Oímos sirenas y llegaron varios coches. La pista se llenó de militares. Mi padre se bajó del coche y estuvo hablando con ellos. Vino a buscarme y anduvimos por la pista hasta ver las luces de los hangares. Frente a ellos estaba el avión con el que habíamos estado a punto de chocar. Allí estaba el piloto y todos pedían disculpas a mi padre. Según parece, el soldado que estaba de guardia se había dormido y no había bajado el paso a nivel. En una de esas idas y venidas, mi padre se acercó a mí y cogiéndome por los hombros me dijo:

– Ya pasó todo, no te preocupes.

En cuanto mi padre me dejó solo un momento, me puse a devolver. No podía olvidarme de lo que había visto. Aquel avión tan cerca, y allí arriba, asomado a su ventanilla, el niño vestido de primera comunión. Unos soldados vinieron a ayudarme y oí que mi padre les decía que estaba enfermo. No sé cuánto tiempo tardamos en salir, pero en el viaje de vuelta él me dijo que nadie debía saber lo que había pasado esa tarde. Al llegar a Valladolid, y antes de bajar del coche, me hizo prometer de nuevo que no le contaría a nadie, sobre todo a mi madre, que habíamos estado en el pueblo.

Esa noche dormí de un tirón, y al día siguiente, que era domingo, me levanté casi sin fiebre y fuimos a buscar a mi madre al autobús. El abuelo ya estaba bien. Mi madre llevaba un vestido nuevo y no paraba de hablar. Yo me fijaba mucho en su ropa e incluso la ayudaba a doblarla y a guardarla en el armario. Era muy bonita allí en los cajones o colgando de las perchas, pero aún más cuando era ella quien la llevaba. Entonces las telas parecían vivas.

Cuando mi madre y yo nos quedamos solos enseguida sospechó algo. Mi madre siempre sabía lo que me pasaba y me preguntó si no tenía nada que contarle. Le dije que no. Por la noche me preparó una de sus bañeras especiales. Echaba jabón y agitaba el agua. La espuma formaba sobre el agua cordilleras blancas que recordaban nubes flotando en el aire. Me puse a jugar a que mi mano era un avión y las atravesaba sorteando peligros. Y vi a mi madre en la puerta. El vapor del agua había humedecido su piel, y estaba tan guapa que parecía que de un momento a otro iba a ponerse a bailar como en aquellos musicales americanos que tanto nos gustaban.

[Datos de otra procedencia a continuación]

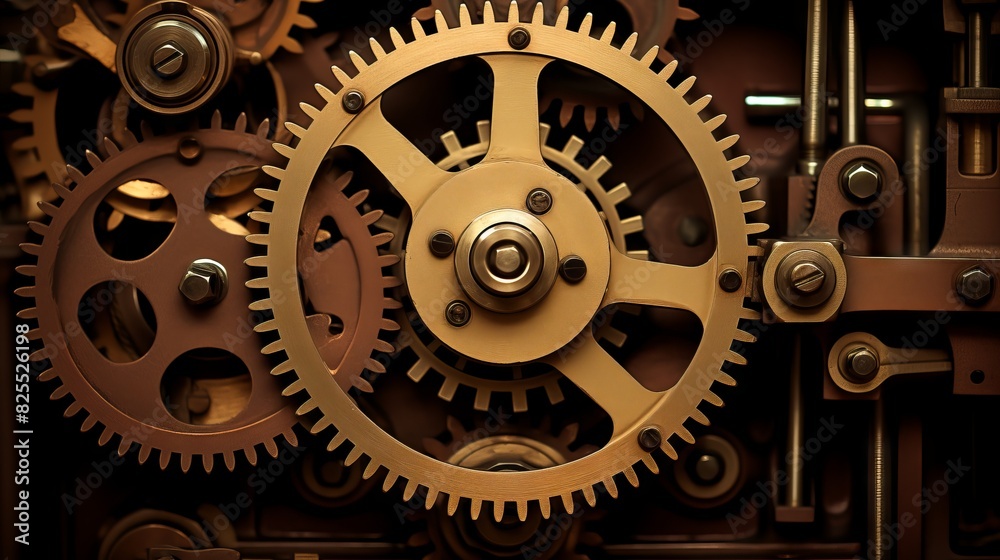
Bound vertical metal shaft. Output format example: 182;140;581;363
799;0;828;177
786;334;805;507
960;9;996;175
868;395;892;560
840;0;865;146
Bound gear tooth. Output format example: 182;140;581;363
389;27;406;49
559;492;576;515
474;387;493;411
622;31;639;56
344;445;364;467
716;134;740;152
600;21;618;45
601;476;618;498
674;76;698;97
410;18;427;40
347;51;368;72
448;494;462;517
702;391;725;408
639;45;660;68
281;35;305;54
729;155;750;171
223;451;236;471
160;449;171;471
250;298;274;311
438;377;458;402
705;115;726;132
622;467;639;488
264;438;278;459
139;444;153;465
691;95;712;113
63;401;83;418
382;471;399;492
743;200;767;214
406;359;431;382
736;177;760;192
361;459;381;480
660;438;676;462
507;0;521;23
403;480;418;502
556;5;569;29
476;121;493;144
458;3;472;27
715;371;736;387
80;414;97;432
243;445;257;466
621;216;644;235
522;2;545;24
434;10;449;33
326;432;347;451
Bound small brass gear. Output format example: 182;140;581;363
251;2;767;519
16;117;298;471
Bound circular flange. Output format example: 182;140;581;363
406;161;611;364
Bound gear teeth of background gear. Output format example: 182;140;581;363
248;2;766;518
15;111;298;473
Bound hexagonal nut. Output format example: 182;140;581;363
844;163;882;200
956;266;993;304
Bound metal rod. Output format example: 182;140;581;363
840;0;865;146
799;0;828;177
868;395;892;560
786;334;805;507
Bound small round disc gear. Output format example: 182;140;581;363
254;2;767;519
106;0;323;64
17;117;298;471
382;121;649;412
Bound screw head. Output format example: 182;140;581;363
525;189;552;216
847;346;879;379
444;301;472;327
507;27;531;51
719;268;743;294
177;259;228;305
841;161;882;201
559;255;587;284
955;266;993;305
430;230;455;259
788;261;826;295
639;427;663;452
343;89;365;115
152;43;187;78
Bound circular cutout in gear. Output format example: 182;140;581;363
254;3;766;519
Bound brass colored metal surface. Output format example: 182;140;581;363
251;5;763;519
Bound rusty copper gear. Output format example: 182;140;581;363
105;0;323;64
292;167;400;393
378;121;636;412
17;118;298;471
253;3;767;519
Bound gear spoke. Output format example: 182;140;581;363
482;54;552;165
340;99;454;214
604;251;716;325
545;332;663;437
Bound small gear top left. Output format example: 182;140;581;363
18;114;298;471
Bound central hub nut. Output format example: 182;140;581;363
469;224;545;297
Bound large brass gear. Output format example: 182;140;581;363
382;121;649;412
252;2;767;519
17;118;298;471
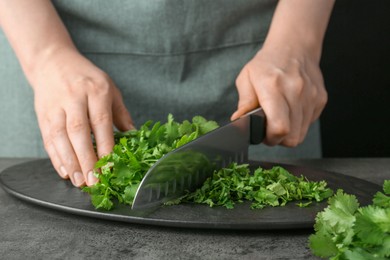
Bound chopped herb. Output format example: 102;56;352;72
168;163;333;209
83;114;218;210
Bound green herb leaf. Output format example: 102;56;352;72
309;180;390;259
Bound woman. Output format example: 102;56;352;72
0;0;334;186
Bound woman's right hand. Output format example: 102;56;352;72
27;48;133;187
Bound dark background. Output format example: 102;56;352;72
321;0;390;157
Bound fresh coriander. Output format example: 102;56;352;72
83;115;218;210
309;180;390;260
168;163;333;209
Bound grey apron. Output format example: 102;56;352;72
0;0;321;160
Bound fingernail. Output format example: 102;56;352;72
60;166;68;179
87;171;98;186
73;172;84;187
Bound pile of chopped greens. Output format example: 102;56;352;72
83;115;332;210
168;163;333;209
83;115;218;210
309;180;390;260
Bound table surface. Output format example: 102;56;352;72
0;158;390;259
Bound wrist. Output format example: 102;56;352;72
261;32;322;64
23;44;78;86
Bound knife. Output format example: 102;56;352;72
132;108;265;210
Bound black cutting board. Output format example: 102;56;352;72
0;159;381;230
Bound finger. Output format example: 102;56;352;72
88;93;114;161
49;111;85;187
255;80;290;146
42;128;69;180
281;76;313;147
230;70;259;121
36;109;69;179
66;102;97;186
281;105;308;147
112;87;135;131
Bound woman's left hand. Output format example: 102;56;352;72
231;44;327;147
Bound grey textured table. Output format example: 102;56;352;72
0;158;390;259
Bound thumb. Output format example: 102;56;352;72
112;88;135;132
230;73;259;121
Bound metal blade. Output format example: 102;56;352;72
132;110;266;209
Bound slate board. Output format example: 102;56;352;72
0;159;381;230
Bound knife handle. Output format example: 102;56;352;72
249;108;266;144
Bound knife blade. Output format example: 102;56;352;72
132;108;265;209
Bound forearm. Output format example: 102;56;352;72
0;0;75;74
264;0;335;61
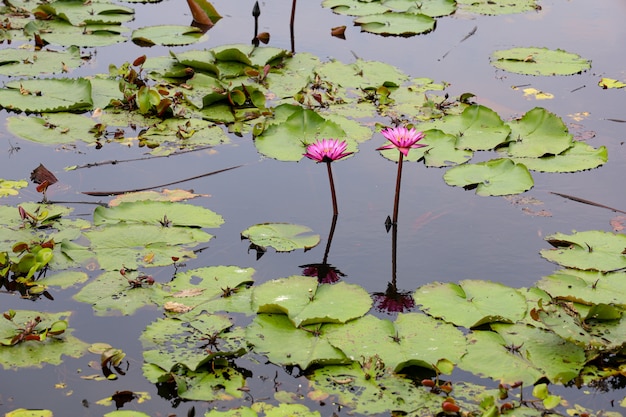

– ¿Me lo vas a contar o no? -me preguntó con una sonrisa.

Estaba deseando hacerlo, pero me acordé de la promesa que le había hecho a mi padre, y lo que le conté fue la historia de la botella de agua del río Jordán. Cómo Poldo y yo habíamos engañado a la tía, pues el agua verdadera se la habíamos dado a Paula para que se curara.